The padded envelope is shaking, or is that my hands? I consider the message across the front again. "I thought you could use this at the Center." I slip my thumbnail under the flap to peel it open, realizing that he knows where I've been volunteering for the last month. If it were anyone but him, I would find that creepy.
I slip the CD case out of the envelope and a tear slides down my cheek. It is an audio book. Perfect, of course, for the Visually Impaired. Maybe I qualify, too, since my friends tell me I can't see what I obviously should do.
Damn. This wasn't what I expected.
He knows I download books all the time to my iPod for while I'm running and occasionally check out a book on CD from the library for while I'm soaking in the tub. And he knows I have a weakness for when the reader is the author himself (or James Earl Jones- I could listen to him read the phone book). But there's something special about hearing an author read his own work. You get nuances from which words he stresses, what feelings he wants poured into the characters. There's just that something in his voice that makes the story come more alive. And, this disk, it's a book by my favorite author. And it's read by my favorite author. And I know for a fact that this author has never before recorded an audio book. It wasn't even on his website that he would be doing this one.

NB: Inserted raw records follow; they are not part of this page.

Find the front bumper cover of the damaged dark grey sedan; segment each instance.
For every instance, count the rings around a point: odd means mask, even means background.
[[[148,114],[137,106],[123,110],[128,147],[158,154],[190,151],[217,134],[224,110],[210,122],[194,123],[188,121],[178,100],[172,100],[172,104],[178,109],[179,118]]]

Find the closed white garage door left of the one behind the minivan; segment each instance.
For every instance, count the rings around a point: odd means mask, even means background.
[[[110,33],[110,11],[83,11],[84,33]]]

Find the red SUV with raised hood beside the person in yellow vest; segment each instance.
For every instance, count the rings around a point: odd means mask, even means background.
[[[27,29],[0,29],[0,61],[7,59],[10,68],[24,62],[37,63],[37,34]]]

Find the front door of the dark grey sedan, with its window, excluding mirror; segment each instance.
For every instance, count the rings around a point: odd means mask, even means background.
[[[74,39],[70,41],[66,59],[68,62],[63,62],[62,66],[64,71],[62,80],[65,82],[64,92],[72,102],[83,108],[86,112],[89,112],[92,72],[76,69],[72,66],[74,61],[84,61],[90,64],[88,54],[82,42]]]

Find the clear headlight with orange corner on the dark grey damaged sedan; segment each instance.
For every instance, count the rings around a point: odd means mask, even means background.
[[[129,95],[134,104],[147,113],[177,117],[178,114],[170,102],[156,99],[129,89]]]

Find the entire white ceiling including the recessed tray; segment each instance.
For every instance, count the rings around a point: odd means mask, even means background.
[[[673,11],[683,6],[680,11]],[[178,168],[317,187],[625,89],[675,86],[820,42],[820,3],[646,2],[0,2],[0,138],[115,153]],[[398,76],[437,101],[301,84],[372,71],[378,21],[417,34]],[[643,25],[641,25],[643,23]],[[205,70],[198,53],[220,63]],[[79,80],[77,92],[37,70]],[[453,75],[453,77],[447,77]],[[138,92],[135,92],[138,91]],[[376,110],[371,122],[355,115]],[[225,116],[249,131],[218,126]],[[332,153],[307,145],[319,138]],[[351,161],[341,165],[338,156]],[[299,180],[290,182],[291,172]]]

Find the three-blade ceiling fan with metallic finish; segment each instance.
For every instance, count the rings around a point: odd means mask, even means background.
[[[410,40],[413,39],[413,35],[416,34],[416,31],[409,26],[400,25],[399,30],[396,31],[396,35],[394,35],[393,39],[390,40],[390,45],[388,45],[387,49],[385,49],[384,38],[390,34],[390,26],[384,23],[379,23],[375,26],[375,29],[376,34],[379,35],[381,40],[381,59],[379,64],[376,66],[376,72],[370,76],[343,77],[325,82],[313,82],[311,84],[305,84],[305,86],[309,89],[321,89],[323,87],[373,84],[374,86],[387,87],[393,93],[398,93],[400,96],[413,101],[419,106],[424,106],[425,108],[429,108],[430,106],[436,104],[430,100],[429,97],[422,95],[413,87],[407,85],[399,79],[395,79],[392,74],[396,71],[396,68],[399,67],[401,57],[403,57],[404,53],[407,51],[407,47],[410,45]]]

That man certainly knows how to get to me. I've got to cancel my night out. I shouldn't, right? The CD can wait.
No, it can't. A quick text that something came up should do it.
I draw a warm bath, pouring in lavender scented bath oil. As it fills, I bring my old Bose into the bathroom and set it up on the back of the toilet, letting the rich tones fill the small room. And then his voice begins to read. I slip into the hot water and close my eyes.
I already know what the book is going to be about. It is the fourth in a series of very familiar characters, with a mystery being solved and a romance being pursued. Except, in this book, the romance is much more serious than in the previous ones.
So much of the fictional romance sounds like us. The banter, the fun, the trust, the arguments, the make-ups. It's breaking my heart all over again.
When the first disk ends, I drain the cool water from the tub, wrap up in my robe, and go eat a banana. The apartment felt less empty while I had the CD playing. His voice is echoing in my head. I don't want to escape from the story just yet. So I refill the tub, even though I'm already wrinkled like a prune. I pour a glass of red and start the next disk. I shut the door tight so the room fills with steam. And I get lost in his voice.
The story makes my chest ache. Not the main story of the mystery, of course, but the subplot of the romance. The building tension finally erupts. It hits too close to home. This is why he gave me the disk. The characters fight -an awful, spiteful, fearful fight, full of selfishness and stubbornness. Hearing them, I hear us, and how wrong we were. Our points were all valid, on both sides, but we couldn't hear each other over our own wants. And we let go of a really good thing. It's so easy to figure out when the fight you're listening to is between two fictional characters. You just want to yell at them, "Hey, idiots! Get over yourselves! Work it out! It's worth the effort!" Or at least, I want to. I know that my displaced anger is stronger because of how I'm feeling about my real life.
But the author really drives it home. He sounds so passionate, so angry, so afraid, so hurt. Anyone with a heart would react the way I am. Well, maybe you wouldn't bawl, but it's late, and my glass of wine is empty, and I'm in a tub all alone with his voice.
I need to compose myself, so I pause the disk while the faucet runs and reheats my water.